Mechanical thrombectomy reduces the gap in treatment outcomes of ischemic stroke between hospital levels of care: analysis of a Korean nationwide data
Introduction
Mechanical thrombectomy (MT) has become the standard procedure in 2015 (1), and previous studies showed that indications for MT have been increasing (2,3). Currently, MT is recommended for patients who develop neurologic deficit less than 24 hours after the occlusion of the anterior circulation (4). MT was first performed in 2005, and the number of cases has dramatically increased after 2015. The number of hospitals that provide MT has also increased (5). Performing MT at the earliest time possible increases the chance of a good prognosis for patients with acute ischemic stroke (6). Therefore, an increase in the number of hospitals performing this procedure will likely result in an increased number of patients with a favorable prognosis. Indeed, previous studies reported improved prognoses in real-world clinical settings after the recent guideline changes (7,8).

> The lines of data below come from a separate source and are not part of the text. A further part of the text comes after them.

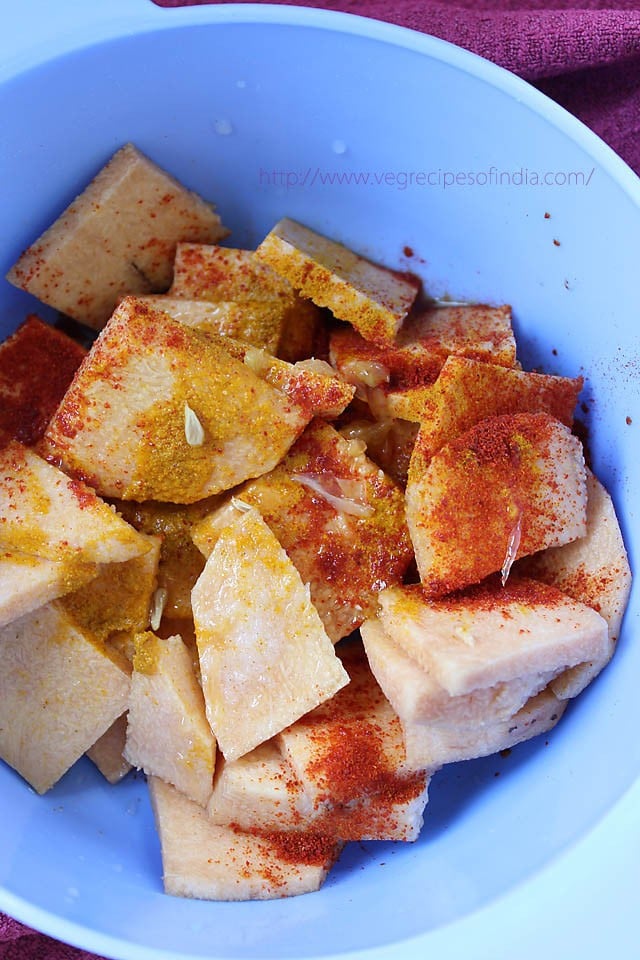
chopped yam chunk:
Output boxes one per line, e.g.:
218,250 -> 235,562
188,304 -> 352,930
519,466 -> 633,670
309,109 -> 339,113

The prognosis will likely improve if a patient with acute ischemic stroke receives the procedure as early as possible. Previously, multiple studies categorized hospitals into comprehensive stroke centers (CSC) and primary stroke centers (PSC) based on the treatments available (9) and what system of treatments were effective (10). In South Korea, there are 11 designated Regional Cardiocerebrovascular Centers under the Ministry of Health and Welfare. All these hospitals are CSC (11), and none are a PSC. Because these centers are insufficient for treating all patients with acute ischemic stroke, currently, patients undergo treatment in other hospitals. Korean hospitals are categorized as tertiary hospitals and non-tertiary hospitals based on the number of beds, medical departments, and the ratio of severely ill patients. Out of the 11 CSC, 9 are tertiary hospitals; the tertiary hospitals that are not CSC are referral hospitals, so many patients with acute ischemic stroke are seen at referral hospitals, and the frequency of MT is higher than in non-tertiary hospitals. The Joint Commission, in conjunction with the Association/American Stroke Association, added that at least 15 cases of MT are performed annually as a qualification for a CSC (12). A previous study reported that the prognosis might be improved by receiving treatment at a tertiary hospital because the mortality rate was lower for patients treated in hospitals that performed many MT procedures (13).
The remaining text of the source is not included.